Jeffrey J Hsu et al. J Nucl Cardiol. 2021 Oct.

Abstract

Background: Despite the association of physical activity with improved cardiovascular outcomes and the association of high coronary artery calcification (CAC) scores with poor prognosis, elite endurance athletes have increased CAC. Yet, they nevertheless have better cardiovascular survival. We hypothesized that exercise may transform vascular calcium deposits to a more stable morphology.

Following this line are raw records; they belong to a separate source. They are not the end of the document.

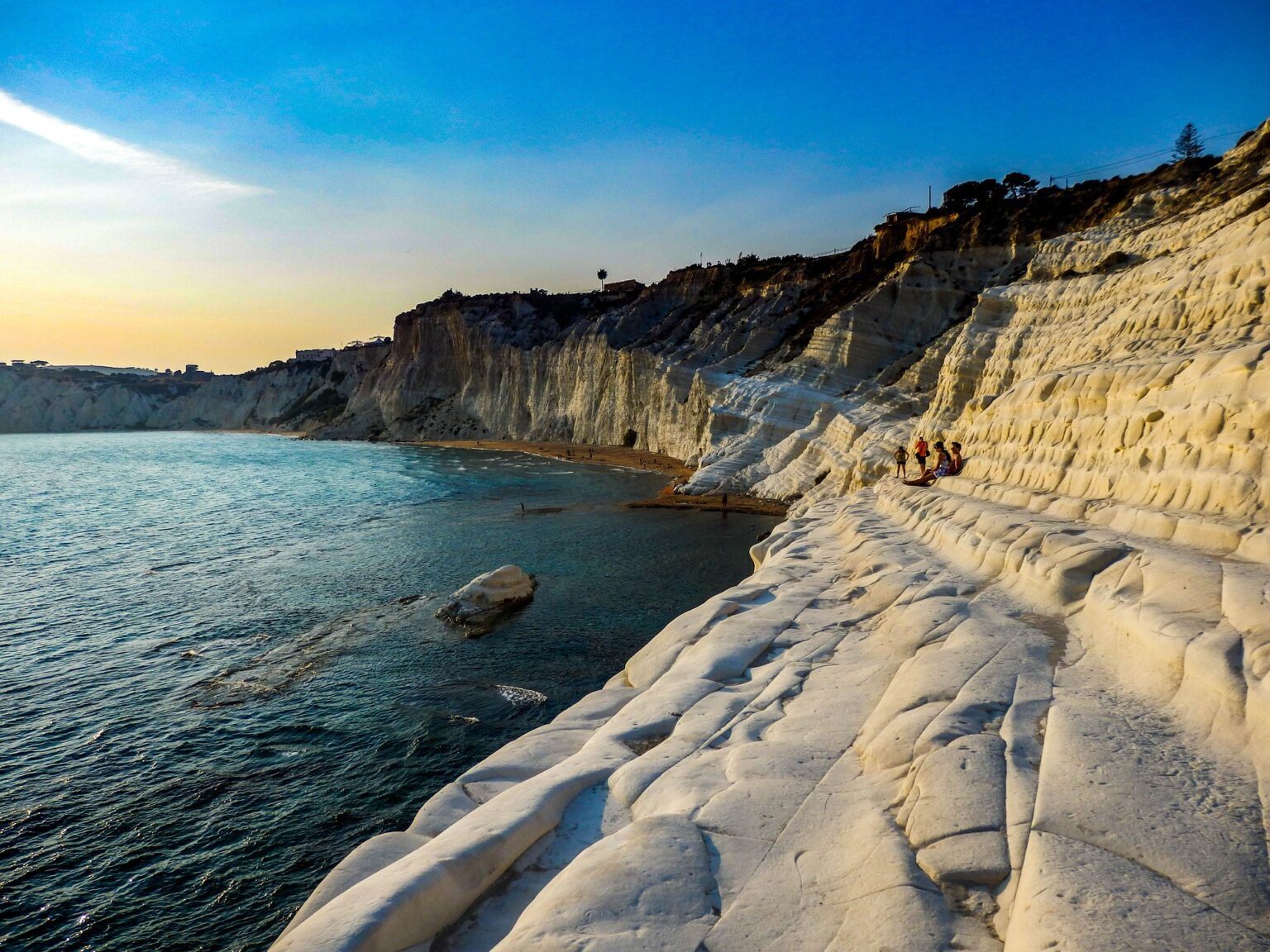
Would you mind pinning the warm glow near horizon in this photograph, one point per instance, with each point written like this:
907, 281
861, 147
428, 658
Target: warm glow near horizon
165, 202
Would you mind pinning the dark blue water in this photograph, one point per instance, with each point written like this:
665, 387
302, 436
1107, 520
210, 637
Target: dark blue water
182, 759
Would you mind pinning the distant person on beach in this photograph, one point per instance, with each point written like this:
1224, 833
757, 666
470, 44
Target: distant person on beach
943, 468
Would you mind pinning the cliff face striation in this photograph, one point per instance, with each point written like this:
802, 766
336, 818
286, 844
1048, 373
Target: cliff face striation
295, 397
1025, 708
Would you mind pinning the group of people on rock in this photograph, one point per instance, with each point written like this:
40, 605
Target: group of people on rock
948, 462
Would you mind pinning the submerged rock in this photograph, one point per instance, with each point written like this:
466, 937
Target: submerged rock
488, 596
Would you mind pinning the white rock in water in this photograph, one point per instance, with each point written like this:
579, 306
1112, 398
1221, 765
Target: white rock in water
488, 596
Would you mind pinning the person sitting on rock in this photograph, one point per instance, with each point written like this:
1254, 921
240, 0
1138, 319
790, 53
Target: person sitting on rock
943, 468
902, 462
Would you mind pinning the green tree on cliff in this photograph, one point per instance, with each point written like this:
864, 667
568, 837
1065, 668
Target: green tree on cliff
1187, 145
1019, 184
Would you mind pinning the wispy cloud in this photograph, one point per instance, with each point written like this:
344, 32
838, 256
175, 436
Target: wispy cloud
111, 151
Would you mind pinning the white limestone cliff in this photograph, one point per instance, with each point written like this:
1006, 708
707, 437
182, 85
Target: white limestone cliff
1025, 708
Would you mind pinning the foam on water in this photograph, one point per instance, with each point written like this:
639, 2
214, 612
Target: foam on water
216, 681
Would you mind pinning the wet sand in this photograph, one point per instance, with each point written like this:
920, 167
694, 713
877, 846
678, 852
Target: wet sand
675, 470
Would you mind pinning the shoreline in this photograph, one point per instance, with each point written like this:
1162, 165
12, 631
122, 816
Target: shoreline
627, 459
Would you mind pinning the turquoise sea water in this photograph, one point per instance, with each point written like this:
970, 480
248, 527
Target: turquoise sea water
183, 759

Methods: To test this, hyperlipidemic mice (Apoe-/-) with baseline aortic calcification were separated into 2 groups (n = 9/group) with control mice allowed to move ad-lib while the exercise group underwent a progressive treadmill regimen for 9 weeks. All mice underwent blood collections and in vivo 18F-NaF μPET/μCT imaging both at the start and end of the exercise regimen. At euthanasia, aortic root specimens were obtained for histomorphometry.

Results: Results showed that, while aortic calcification progressed similarly in both groups based on µCT, the fold change in 18F-NaF density was significantly less in the exercise group. Histomorphometric analysis of the aortic root calcium deposits showed that the exercised mice had a lower mineral surface area index than the control group. The exercise regimen also raised serum PTH levels twofold.

Conclusion: These findings suggest that weeks-long progressive exercise alters the microarchitecture of atherosclerotic calcium deposits by reducing mineral surface growth, potentially favoring plaque stability.

Keywords: 18F-NaF PET/CT imaging; PTH; Treadmill exercise; aortic; calcification; hyperlipidemia; microarchitecture.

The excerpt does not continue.